If you are experiencing headaches during pregnancy, click to Week 9 to learn more about why they occur and how you can relieve them.
Any sort of bleeding or spotting during pregnancy can be alarming. However, many women experience spotting or bleeding especially during the first trimester but then go on to have perfectly healthy babies.
It is considered spotting when there are a few drops of blood occasionally found in your underwear. It is considered bleeding when there is a heavier flow of fluid and you need a pad to keep your clothes from becoming soaked.
Implementation of the embryo may cause a few days of bleeding and will not cause harm to your baby. Cervical polyps (harmless growths on the cervix) can also bleed during pregnancy due to higher estrogen levels. However, bleeding may be a sign of pregnancy complications.
It is recommended that you contact your care provider whether you are spotting or bleeding. He or she may want to examine you to determine the cause and may recommend more time resting and off your feet or decreasing physical activity.

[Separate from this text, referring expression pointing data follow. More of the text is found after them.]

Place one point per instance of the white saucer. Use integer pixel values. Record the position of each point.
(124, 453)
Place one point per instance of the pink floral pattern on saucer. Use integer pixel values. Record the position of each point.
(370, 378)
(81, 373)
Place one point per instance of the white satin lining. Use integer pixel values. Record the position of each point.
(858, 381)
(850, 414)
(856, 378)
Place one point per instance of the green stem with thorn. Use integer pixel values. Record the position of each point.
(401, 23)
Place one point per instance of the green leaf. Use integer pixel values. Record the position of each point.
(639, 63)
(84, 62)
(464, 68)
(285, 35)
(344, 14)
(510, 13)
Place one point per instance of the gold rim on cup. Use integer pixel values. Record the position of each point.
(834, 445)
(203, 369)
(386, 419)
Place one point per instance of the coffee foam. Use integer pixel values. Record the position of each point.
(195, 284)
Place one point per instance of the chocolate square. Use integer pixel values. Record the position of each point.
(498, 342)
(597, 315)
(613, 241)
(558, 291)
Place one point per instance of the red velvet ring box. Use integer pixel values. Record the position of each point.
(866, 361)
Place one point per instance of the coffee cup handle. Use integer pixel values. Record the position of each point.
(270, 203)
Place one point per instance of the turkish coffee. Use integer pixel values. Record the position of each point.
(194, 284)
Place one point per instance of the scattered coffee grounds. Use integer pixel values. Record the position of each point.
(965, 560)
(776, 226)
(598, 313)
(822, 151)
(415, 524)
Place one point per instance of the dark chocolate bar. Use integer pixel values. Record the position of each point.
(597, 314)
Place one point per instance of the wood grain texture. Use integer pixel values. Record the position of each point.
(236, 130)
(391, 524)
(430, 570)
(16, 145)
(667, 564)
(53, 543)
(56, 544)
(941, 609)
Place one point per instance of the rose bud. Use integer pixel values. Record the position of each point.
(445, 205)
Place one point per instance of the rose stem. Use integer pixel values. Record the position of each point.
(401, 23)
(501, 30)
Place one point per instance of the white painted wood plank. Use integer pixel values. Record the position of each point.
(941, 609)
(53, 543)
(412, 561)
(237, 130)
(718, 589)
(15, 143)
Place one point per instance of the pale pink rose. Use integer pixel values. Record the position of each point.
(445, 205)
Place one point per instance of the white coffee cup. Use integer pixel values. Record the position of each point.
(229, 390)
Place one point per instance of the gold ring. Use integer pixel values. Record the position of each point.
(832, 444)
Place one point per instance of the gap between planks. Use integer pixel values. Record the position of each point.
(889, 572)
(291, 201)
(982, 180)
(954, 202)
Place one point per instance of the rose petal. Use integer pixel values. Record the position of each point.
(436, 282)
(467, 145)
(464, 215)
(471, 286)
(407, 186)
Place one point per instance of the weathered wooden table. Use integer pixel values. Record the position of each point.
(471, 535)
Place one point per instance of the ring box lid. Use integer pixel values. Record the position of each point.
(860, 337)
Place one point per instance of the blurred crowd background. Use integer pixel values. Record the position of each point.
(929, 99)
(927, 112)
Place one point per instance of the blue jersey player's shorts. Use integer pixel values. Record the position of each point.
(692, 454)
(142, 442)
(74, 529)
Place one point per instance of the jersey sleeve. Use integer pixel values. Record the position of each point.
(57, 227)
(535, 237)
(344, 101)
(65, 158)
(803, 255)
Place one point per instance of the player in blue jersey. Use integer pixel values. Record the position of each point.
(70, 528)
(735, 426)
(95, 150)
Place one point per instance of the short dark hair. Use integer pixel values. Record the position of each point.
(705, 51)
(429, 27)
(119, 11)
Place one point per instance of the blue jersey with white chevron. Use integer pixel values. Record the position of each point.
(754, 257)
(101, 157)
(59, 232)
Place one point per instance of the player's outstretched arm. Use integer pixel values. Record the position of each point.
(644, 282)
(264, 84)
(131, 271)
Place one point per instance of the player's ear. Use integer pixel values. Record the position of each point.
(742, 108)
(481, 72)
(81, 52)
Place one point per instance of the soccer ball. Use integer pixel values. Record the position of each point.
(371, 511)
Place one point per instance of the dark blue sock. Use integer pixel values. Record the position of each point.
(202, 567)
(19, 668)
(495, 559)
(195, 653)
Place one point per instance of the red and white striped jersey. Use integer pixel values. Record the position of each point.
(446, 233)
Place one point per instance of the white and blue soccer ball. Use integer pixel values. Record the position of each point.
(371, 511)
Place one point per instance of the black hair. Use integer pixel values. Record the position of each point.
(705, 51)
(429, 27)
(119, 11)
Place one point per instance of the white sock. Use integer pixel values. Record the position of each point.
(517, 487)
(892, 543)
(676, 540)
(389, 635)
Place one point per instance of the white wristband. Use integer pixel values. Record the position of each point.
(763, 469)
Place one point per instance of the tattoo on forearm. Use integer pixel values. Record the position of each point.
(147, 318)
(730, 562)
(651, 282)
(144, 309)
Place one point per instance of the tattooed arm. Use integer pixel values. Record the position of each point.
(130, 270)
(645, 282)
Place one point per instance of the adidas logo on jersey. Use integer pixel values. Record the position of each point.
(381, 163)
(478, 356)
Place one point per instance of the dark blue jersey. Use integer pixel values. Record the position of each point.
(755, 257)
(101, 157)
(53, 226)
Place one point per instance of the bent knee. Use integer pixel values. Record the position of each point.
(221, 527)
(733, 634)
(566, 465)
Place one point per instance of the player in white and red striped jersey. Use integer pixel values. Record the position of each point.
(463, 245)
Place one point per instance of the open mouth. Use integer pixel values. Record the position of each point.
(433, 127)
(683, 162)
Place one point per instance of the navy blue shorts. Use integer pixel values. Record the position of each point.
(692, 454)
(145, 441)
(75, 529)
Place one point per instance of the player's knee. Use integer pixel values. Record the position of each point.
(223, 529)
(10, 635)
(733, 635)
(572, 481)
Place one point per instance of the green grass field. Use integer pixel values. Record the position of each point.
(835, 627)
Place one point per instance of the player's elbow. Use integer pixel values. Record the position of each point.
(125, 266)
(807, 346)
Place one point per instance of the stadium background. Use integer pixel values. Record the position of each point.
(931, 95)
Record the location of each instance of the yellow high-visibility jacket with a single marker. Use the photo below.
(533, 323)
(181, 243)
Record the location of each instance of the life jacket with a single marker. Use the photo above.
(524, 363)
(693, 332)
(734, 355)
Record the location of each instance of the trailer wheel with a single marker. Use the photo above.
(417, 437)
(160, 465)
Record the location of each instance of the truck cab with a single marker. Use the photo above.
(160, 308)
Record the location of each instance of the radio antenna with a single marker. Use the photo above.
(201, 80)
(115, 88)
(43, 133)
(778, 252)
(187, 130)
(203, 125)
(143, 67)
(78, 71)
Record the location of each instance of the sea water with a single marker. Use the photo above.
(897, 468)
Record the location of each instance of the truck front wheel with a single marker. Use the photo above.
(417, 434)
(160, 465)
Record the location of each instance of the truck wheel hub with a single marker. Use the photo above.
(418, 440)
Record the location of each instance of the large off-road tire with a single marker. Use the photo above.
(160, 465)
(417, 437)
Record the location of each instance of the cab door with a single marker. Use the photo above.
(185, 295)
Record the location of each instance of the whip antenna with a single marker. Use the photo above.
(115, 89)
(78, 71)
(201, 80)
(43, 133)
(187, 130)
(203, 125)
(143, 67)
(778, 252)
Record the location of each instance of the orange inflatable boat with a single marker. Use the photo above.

One thing you have undoubtedly heard about having a baby is that it is costly. From prenatal care to birth and delivery, the average cost of having a baby is around $8,000 in the United States, but the number can vary greatly in other countries.
Health insurance plays a huge role in the costs of medical care for your unborn baby. If you don’t have it, expect to pay for everything throughout the process. If you do, you will need to do some research regarding what is covered and what is not.
Here are a few questions to ask your insurance company about maternal care:
- What type of coverage do I have and what are the maternity benefits?
- What percentage of my costs are covered? What is the deductible?
- Is there a cap to my coverage?
- How do I submit claims?
- How are Cesarean deliveries covered?
- How are high-risk pregnancies covered?
- Is my choice in hospital accommodations limited?
- What tests, medications and pain management options are covered?
- What process should I follow before delivery? After delivery to have my baby covered?
- How long can I stay in the hospital?
- What conditions are not covered?
Every “service” provided to you and your baby during prenatal care and delivery is recorded and billed to you or your insurance company. This includes everything from an epidural and hospital room to extra doctors needed for a Cesarean delivery and the pediatrician who examines your baby after he or she is born. The insurance company will review what is covered and what is not.
When it comes to costs, the best plan is to be prepared ahead of time. Talk to your insurance company or employer to understand your options and ask any questions you may have.